A weak Malaysian market pulled Indian soyaoil futures lower on Monday, while sugar was down as mills continue to struggle with falling prices. July soyaoil futures on the National Commodity and Derivatives Exchange (NCDEX) were down 1.20 rupees at 487.40 rupees per 10 kg, while August futures had dropped 1.45 rupees to 492.20.
An analyst with a Mumbai-based brokerage said soyaoil had fallen in line with key market Malaysia, where trade was weak due to slack export demand. Exports of Malaysian palm oil products for June 1-25 fell 10.6 percent to 821,500 tonnes from 918,738 tonnes shipped between May 1 and 25, according to the country's cargo surveyor Interlake Testing Services.
"We do not see any trigger in the domestic market for at least the next couple of weeks. The downturn was purely a result of weakness in Malaysia," the analyst said.
Sugar fell and would continue to remain bearish due to supplies running ahead of demand, he said. July sugar futures on NCDEX were down 4 rupees at 1,321 per 100 kg, while August futures eased 3 rupees to 1,347 rupees.

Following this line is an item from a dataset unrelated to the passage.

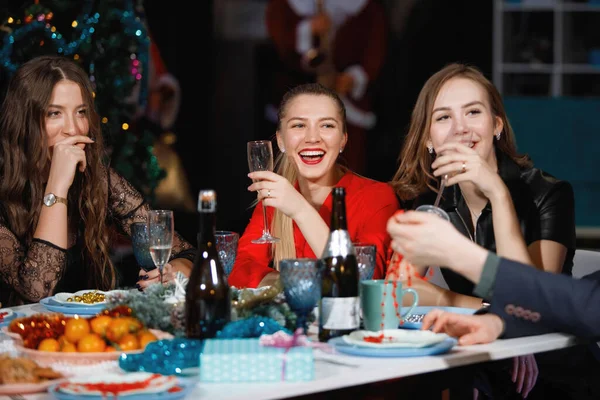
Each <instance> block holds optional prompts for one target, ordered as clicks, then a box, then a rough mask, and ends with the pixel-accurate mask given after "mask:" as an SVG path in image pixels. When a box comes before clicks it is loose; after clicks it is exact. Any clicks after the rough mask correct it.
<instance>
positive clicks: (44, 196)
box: [44, 193, 56, 207]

Sugar output in India is likely to touch a record 28 million tonne in the sugarcane season that ends in September, up from 19.3 million tonnes a year ago, according to government estimates. Annual consumption is around 19-20 million tonnes. A supply glut and falling prices are likely to hurt sugar firms for at least the next 12 months, the analyst said.